Anche la sorella del Narratore è attraente e sensuale, e ha altre due cose in comune con Hedy, la passione per la musica, suonano entrambe il pianoforte, e l’abilità manuale nel costruire strumenti. Sapete che cosa assembla la «precipitata» malata? Ecco qua: «Tu, di notte, ti tiravi le dita. Avevi costruito una macchinetta, non saprei come chiamarla, con dei piccoli cappi, dei fili, e una manovella per tenerli in tensione. Volevi allungarti le dita. Le volevi più lunghe, più agili. Veloci. Forti. Dita per prendere accordi sulla tastiera del pianoforte che ti erano proibiti da limiti fisici».
L’invenzione di Eva è una biografia mascherata, anzi, truccata con il rossetto (a proposito, Hedy ne ideò l’estrazione a vite) e le altre diavolerie usate dalle donne per catturare gli uomini. Ma è anche una fenomenologia dello star system che prima crea le icone da cavalcare tra ali di folla plaudente e poi, quando la folla si mostra annoiata, le disarciona per crearne di nuove. Perché anche Hedy, negli anni ’60, ’70 e ’80, quando ormai gli scandali sono derubricati a routine hollywoodiana, imbocca il viale del tramonto (come Gloria Swanson nel film omonimo) che la porta in una residenza per anziani.
Ma L’invenzione di Eva è anche un pro-memoria di come funzionano la guerra e la politica che di fatto è, capovolgendo il detto di von Clausewitz, il proseguimento della guerra con altri mezzi. Ricordate che cosa chiese Hedy, a sei anni, al suo papà osservando i tram di Vienna? «Ma possono funzionare anche senza fili?». Ecco, lei vent’anni dopo, nel 1940, a guerra mondiale in corso, sotto lo sguardo sbalordito del suo amico compositore George Antheil, prima fa funzionare, cioè suonare insieme, sedici pianoforti sincronizzandoli, poi mette nero su bianco come ha fatto. All’ufficio brevetti della marina statunitense porta la data dell’11 agosto 1942 e si chiama «Secret Communications System, N. 2.292.387». A tempo debito si scoprirà che quello è il nonno del wireless, la comunicazione senza fili, con tutto ciò che questo comporta, ma Hedy l’ha pensato per non far intercettare i segnali radio che guidavano i siluri degli Usa.

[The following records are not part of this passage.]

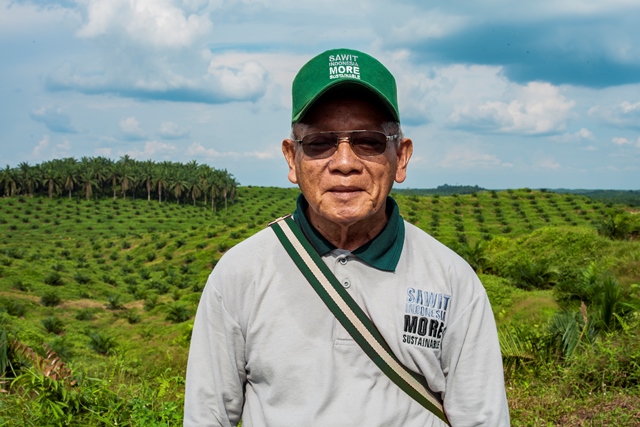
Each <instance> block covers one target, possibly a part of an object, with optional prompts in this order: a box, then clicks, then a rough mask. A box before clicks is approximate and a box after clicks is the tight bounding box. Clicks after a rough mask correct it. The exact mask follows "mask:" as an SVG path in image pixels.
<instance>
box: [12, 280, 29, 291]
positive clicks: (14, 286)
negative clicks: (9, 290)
mask: <svg viewBox="0 0 640 427" xmlns="http://www.w3.org/2000/svg"><path fill="white" fill-rule="evenodd" d="M13 287H14V288H15V289H17V290H19V291H22V292H29V291H30V290H31V285H29V284H28V283H24V282H23V281H22V279H20V278H18V279H15V280H14V281H13Z"/></svg>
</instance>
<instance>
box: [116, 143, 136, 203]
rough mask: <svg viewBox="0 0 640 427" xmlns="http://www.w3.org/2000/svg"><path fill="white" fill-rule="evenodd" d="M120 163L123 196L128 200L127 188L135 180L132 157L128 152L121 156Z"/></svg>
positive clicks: (121, 180)
mask: <svg viewBox="0 0 640 427" xmlns="http://www.w3.org/2000/svg"><path fill="white" fill-rule="evenodd" d="M118 164H119V165H120V169H119V170H120V187H121V188H122V198H123V199H124V200H127V190H128V189H129V186H130V184H131V181H132V180H133V176H132V174H131V166H132V159H131V157H129V155H128V154H125V155H124V156H122V157H120V160H118Z"/></svg>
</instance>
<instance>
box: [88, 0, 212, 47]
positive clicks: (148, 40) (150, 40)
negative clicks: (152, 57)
mask: <svg viewBox="0 0 640 427" xmlns="http://www.w3.org/2000/svg"><path fill="white" fill-rule="evenodd" d="M79 3H80V4H81V5H84V6H85V7H86V15H87V21H86V23H85V24H84V26H83V27H82V28H80V30H78V35H79V36H80V37H87V38H93V37H97V36H101V35H104V34H116V35H119V34H120V33H124V34H126V35H127V36H128V37H129V39H130V40H131V41H133V42H141V43H144V44H150V45H153V46H156V47H159V48H162V47H186V46H190V45H191V44H192V43H193V42H194V41H195V40H196V39H197V38H199V37H202V36H203V35H205V34H207V33H209V31H210V30H211V27H212V25H211V21H210V20H209V17H208V16H207V15H199V14H197V13H191V14H189V15H188V16H187V14H186V13H185V12H184V11H183V10H182V9H181V8H180V7H179V6H177V5H176V4H175V3H176V2H173V1H171V0H79Z"/></svg>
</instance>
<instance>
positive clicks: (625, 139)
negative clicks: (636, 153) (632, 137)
mask: <svg viewBox="0 0 640 427" xmlns="http://www.w3.org/2000/svg"><path fill="white" fill-rule="evenodd" d="M611 142H613V143H614V144H615V145H631V141H629V140H628V139H627V138H622V137H619V136H616V137H614V138H613V139H612V140H611Z"/></svg>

Non se ne fa nulla. Hedy sarà anche «la donna più bella del mondo», ma da che mondo è mondo la guerra la fanno gli uomini, si dissero i cervelloni che di lì a poco metteranno i loro culi preziosi (ma non meravigliosi come quello di Hedy) sulle poltrone del Pentagono. Soltanto nel ’62, quando il brevetto era scaduto, durante la crisi dei missili di Cuba uno fra le migliaia di uomini che Hedy aveva sdraiato, John Fitzgerald Kennedy, diede l’ok per usare la formula magica del salto di frequenza. Che avrebbe generato la telefonia mobile, il Bluetooth e il Gps...
Hedy Lamarr e la sorella del Narratore sono due donne fuori tempo, ma alla seconda resta il tempo per andare a Vienna, al Wienerwald, dove la prima aveva disposto che fossero disperse le sue ceneri. E tra monti e foreste, come in una favola spunta un pianoforte.